Thursday, December 18, 2008

Editorial: Terror Laws: Some Questions Remain

By M H Ahssan

The UPA government, which would like to appear to be on the ball in fighting terrorism after the Mumbai outrage, has introduced two bills in Parliament. One aims to establish a National Investigating Agency (NIA) to deal with terrorism and related offences, the other to tighten procedures to aid prosecution and trial by amending the Unlawful Activities Prevention Act. In seeking to create the NIA, the government is in uncharted waters. News reports suggest that the NIA cannot begin investigating a case on its own. It appears that the first step is to be taken by the state government where a terrorist crime may have occurred. The state in question will have to ask the Centre for the NIA to be pressed into service. It is far from clear if states will approach the Centre for the NIA’s help in the first place. State governments are known to guard their turf jealously.

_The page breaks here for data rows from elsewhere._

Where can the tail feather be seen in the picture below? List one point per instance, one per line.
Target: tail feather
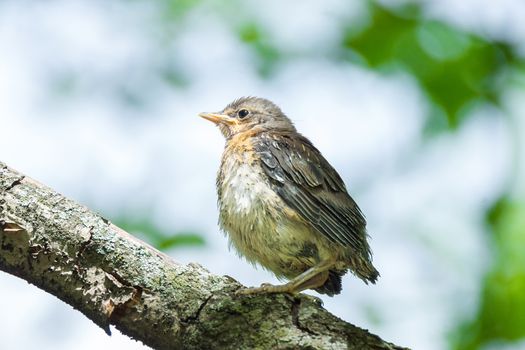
(333, 284)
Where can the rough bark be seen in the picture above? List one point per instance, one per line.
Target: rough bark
(115, 279)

Since law and order is a state subject, they have thwarted efforts in the past, irrespective of their political colour, to create an all-India agency to deal with terrorism. The federalism argument is used to stymie moves in this direction. The Left parties reiterated this view in Parliament on Monday when the bill was introduced. The BJP supported the bill since it has long been asking for so-called "tough laws" against terrorism, but we can only know later if its chief ministers will ask for the Centre’s help in investigating terrorist crimes, especially if the BJP is not running the Union government. In bringing an amendment to the UAPA — in order to tighten procedures to deal with terrorist cases in court and to facilitate investigation — the government has done well to allow for the admission of communications intercepts as evidence.

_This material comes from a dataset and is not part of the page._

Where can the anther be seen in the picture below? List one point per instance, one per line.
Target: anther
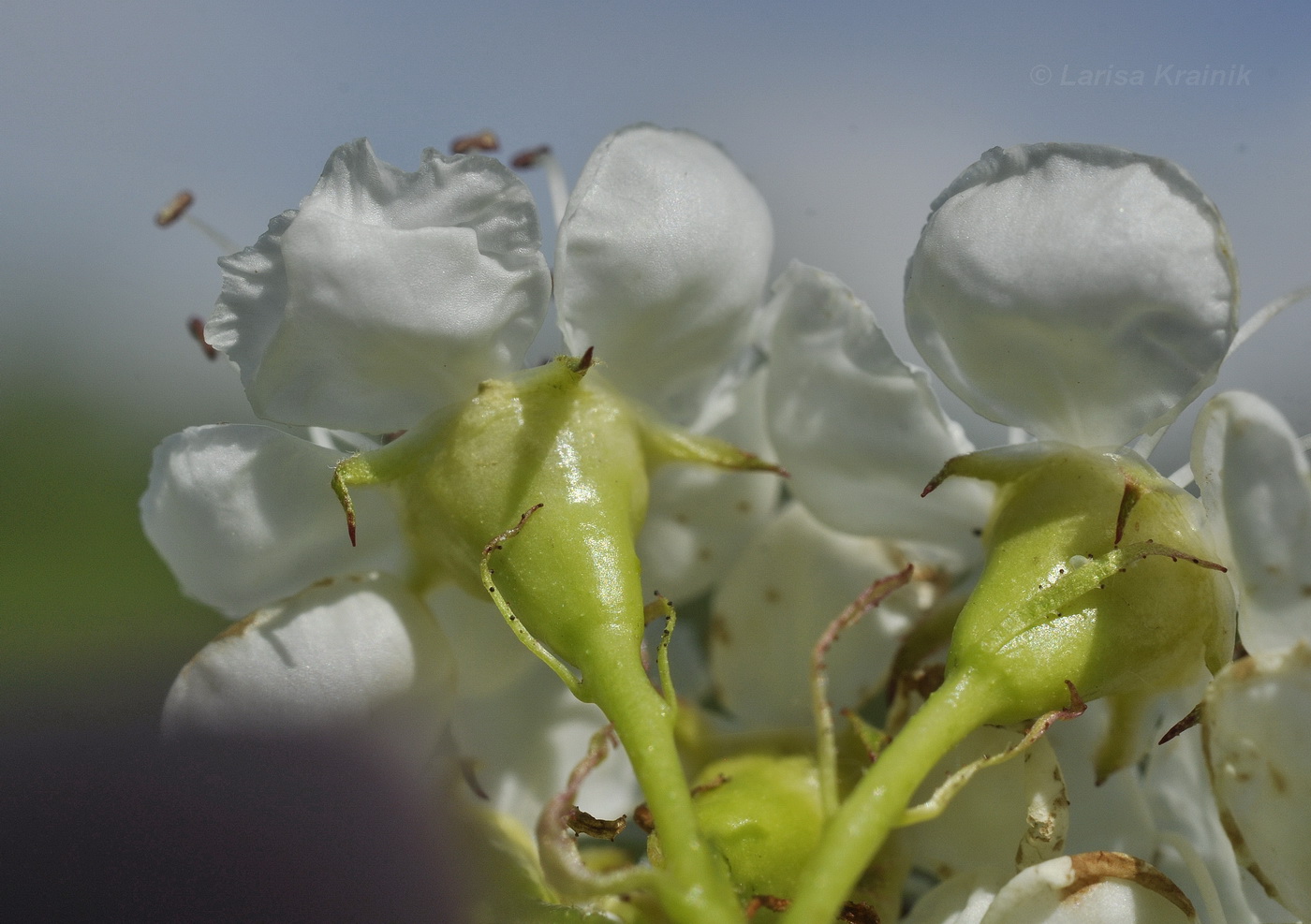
(479, 140)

This is a much-needed reform, although there is a downside to it, theoretically speaking. It has also shown wisdom in not throwing the onus of proving innocence on the accused, for that amounts to an inversion of civilised jurisprudence. It is also good that confession before the police will not count as evidence, as was the case with Pota and Tada, which were widely misused and could not help the police in getting convictions from the courts in more than five per cent of cases. These were, in retrospect, over-hyped laws of little utility. Effective and tighter laws are needed to fight the menace of terrorism, but laws are not everything. A lot depends on the state of repair of the intelligence services and the investigating machinery.

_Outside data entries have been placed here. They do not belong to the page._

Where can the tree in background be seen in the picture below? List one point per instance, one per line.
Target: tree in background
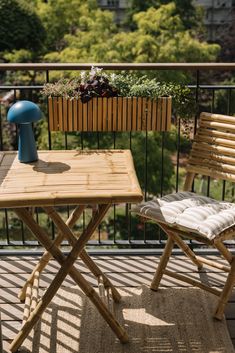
(20, 29)
(160, 36)
(63, 17)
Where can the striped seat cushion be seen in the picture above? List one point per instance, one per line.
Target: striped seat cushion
(187, 210)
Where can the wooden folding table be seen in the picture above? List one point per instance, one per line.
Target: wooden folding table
(80, 178)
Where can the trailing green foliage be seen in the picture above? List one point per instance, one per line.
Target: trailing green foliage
(99, 84)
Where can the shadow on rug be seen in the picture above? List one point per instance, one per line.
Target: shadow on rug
(170, 320)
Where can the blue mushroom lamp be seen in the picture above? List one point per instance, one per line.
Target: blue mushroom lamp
(24, 113)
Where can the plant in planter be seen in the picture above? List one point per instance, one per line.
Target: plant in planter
(97, 101)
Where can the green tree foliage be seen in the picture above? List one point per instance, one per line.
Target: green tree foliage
(63, 17)
(160, 36)
(20, 27)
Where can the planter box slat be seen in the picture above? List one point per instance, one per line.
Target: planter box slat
(110, 114)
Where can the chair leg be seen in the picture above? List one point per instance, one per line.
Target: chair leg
(162, 264)
(226, 293)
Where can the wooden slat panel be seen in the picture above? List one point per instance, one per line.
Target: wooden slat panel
(75, 111)
(115, 113)
(129, 114)
(50, 111)
(84, 117)
(100, 116)
(154, 114)
(89, 116)
(159, 114)
(134, 114)
(55, 112)
(94, 114)
(65, 115)
(149, 114)
(104, 115)
(80, 113)
(70, 115)
(144, 114)
(164, 116)
(139, 114)
(110, 115)
(60, 112)
(169, 110)
(124, 114)
(119, 121)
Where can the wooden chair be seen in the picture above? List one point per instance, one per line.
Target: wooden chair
(186, 215)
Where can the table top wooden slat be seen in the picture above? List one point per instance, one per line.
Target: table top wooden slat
(68, 177)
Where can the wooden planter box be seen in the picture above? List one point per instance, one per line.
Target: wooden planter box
(110, 114)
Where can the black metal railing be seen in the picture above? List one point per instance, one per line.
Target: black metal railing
(169, 149)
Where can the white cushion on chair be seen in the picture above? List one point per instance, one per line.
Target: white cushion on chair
(197, 213)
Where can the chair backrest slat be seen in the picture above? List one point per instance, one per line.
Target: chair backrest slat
(213, 149)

Remember, the Mumbai carnage could take place although Maharashtra has the MCOCA, which is a replica of Pota. So it is not laws alone which deter terrorism. Part of the trouble in India is that even existing laws have not been put to effective use on account of a creaking administrative machinery. Introducing the two bills in Parliament, the home minister said these laws were being proposed because the country was a victim of terrorism sponsored from across the border. Does this mean a state government will ask for use of the NIA only if it determines that a given terrorism incident is inspired from outside the country? We shall know better with time.